Escaped Serval Proves Exotic Pets Require Balance of Knowledge and Work
By Josh Sweigart, Staff Writer Updated 9:54 PM Saturday, September 4, 2010
GERMAN TWP. — The calls had gotten worrisome.
A full-grown African lion had reportedly left paw prints in a pumpkin patch near Baker Road, and a semitrailer driver almost hit it. Then it was two lions, and they had allegedly mutilated a cow in German Twp.
Clark County Humane Society Director James Straley had no choice but to take the calls seriously. “It’s not beyond the realm of possibility,” he said.
“The worst thing that could have happened is it turns out to be true and I’m not prepared,” he said, explaining why he had a vet order tranquilizers strong enough to bring down such a creature.
“I am ready to go on an African safari in Clark County,” he said.
Luckily, he never had to. The reports turned out to be overblown rumors stemming from a serval cat that escaped from a German Twp. home.
It’s name is Serafina, and it is the pet of Jim and Cindy Shaffer.
At 20 pounds and 3 feet long, it’s bigger than your average housecat. It’s no Mustafa, but it could have been.
Ohio has lax laws on keeping exotic animals. Some say that’s a good thing, because it doesn’t interfere with the rights of animal owners. Others worry that it opens the door to a risky hobby.
“Exotic pets are something people keep quiet and secret, and then we walk into a mess,” Straley said, though he was well aware of Shaffer’s pets.
Having exotic animals a right?
“We’ve had her since she was 3 weeks old. She slept in the bed with us,” Shaffer said of Serafina, who looks like a minature cheetah.
She bought the cat from a licensed breeder, she said.
“I had friends who had some and I really like them and I decided I’d like to try my hand at it,” she said. “They’re much more dog-like (than housecats). They’re more affectionate in some ways. They’re much smarter. In other ways they’re much, much more independent.”
Because she keeps Serafina as a pet, Ohio law doesn’t require a license to have a serval cat.
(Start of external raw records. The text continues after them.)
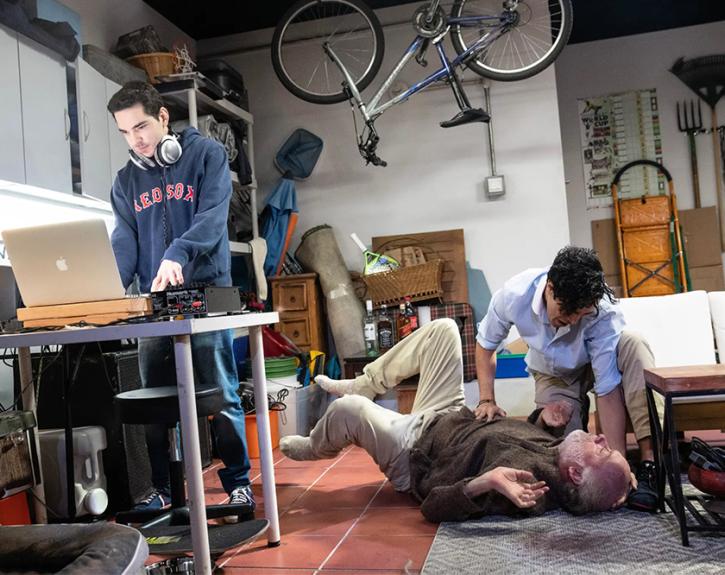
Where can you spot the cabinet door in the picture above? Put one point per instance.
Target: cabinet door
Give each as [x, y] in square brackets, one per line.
[46, 123]
[12, 164]
[119, 149]
[93, 132]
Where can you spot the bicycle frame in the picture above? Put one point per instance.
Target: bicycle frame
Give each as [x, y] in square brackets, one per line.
[373, 109]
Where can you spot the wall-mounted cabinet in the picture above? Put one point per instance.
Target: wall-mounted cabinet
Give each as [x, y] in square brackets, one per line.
[36, 78]
[103, 148]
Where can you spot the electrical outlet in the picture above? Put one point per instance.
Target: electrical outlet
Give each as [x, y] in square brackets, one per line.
[495, 186]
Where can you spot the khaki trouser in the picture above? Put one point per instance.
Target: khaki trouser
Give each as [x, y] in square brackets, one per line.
[633, 357]
[433, 352]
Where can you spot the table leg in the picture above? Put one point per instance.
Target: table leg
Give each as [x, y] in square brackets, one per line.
[656, 434]
[674, 471]
[192, 454]
[28, 396]
[264, 434]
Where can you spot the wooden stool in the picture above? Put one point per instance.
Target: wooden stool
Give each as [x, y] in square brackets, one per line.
[697, 384]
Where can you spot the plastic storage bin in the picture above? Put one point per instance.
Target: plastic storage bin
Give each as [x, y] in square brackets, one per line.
[90, 481]
[511, 365]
Shaffer said she is a member of the Ohio Association of Animal Owners, a group that works to protect the rights of animal owners. In addition to Serafina, she shares her German Twp. property with raccoons, possums, foxes and other unusual pets. All were raised in captivity, she said. She has a license to breed raccoons, foxes and possums. She said none is a wild animal.
When she sells a pup or cub, she says she warns the buyer that such pets are a lot of work, and they will never become as domesticated as a common dog or housecat. “We try to educate people before they bite because we look out for the safety of the animal, too,” said Jim Shaffer, Cindy’s husband.
And yes, they can be dangerous if people aren’t careful, Cindy said. “Little kids die in swimming pools all the time. Are we going to put out a thing where people can’t have swimming pools?”
“I certainly believe people should be able to own exotic animals as long as it’s under the proper permits, and the proper housing,” Cindy said.
Straley said he gets several complaint calls every year about Shaffer’s animals. All complaints are investigated, he said, and “we’ve never found anything illegal.”
“She has always worked with us to get her issues resolved,” he said.
Only Springfield ?has ordinance
Straley said he responds to three to four exotic animal calls per year.
“We’ve had alligators and crocodiles and all kinds of crazy things we’re totally unaware of until we walk in and we have to catch it and get it and we have to find someplace to put it,” he said.
He said the humane society has a list of 200 rescue organizations for every animal imaginable.
The alligator was found last year in the basement of a home on Edwards Avenue during a police drug raid, Straley said. It was 2.5-feet long and lived in a pond the owner had built in the basement. The gator was shipped to a reptile rescue in Mason.
Springfield has an ordinance requiring owners of exotic or dangerous animals to report an escape to police within an hour of realizing it. But outside the city, only the minimal state and federal laws apply in Clark County, Straley said.
So while the Serafina is not considered a threat to the public — though residents are advised to call police if they see her and not try to catch her for fear of getting bitten — someone in Clark County may very well have a pet lion Straley doesn’t know about.
He just hopes it doesn’t get loose, because the vet told him it takes about three minutes for those tranquilizers to kick in.
“I’m thinking that’s going to be the longest three minutes of my life if I pull the trigger,” he said.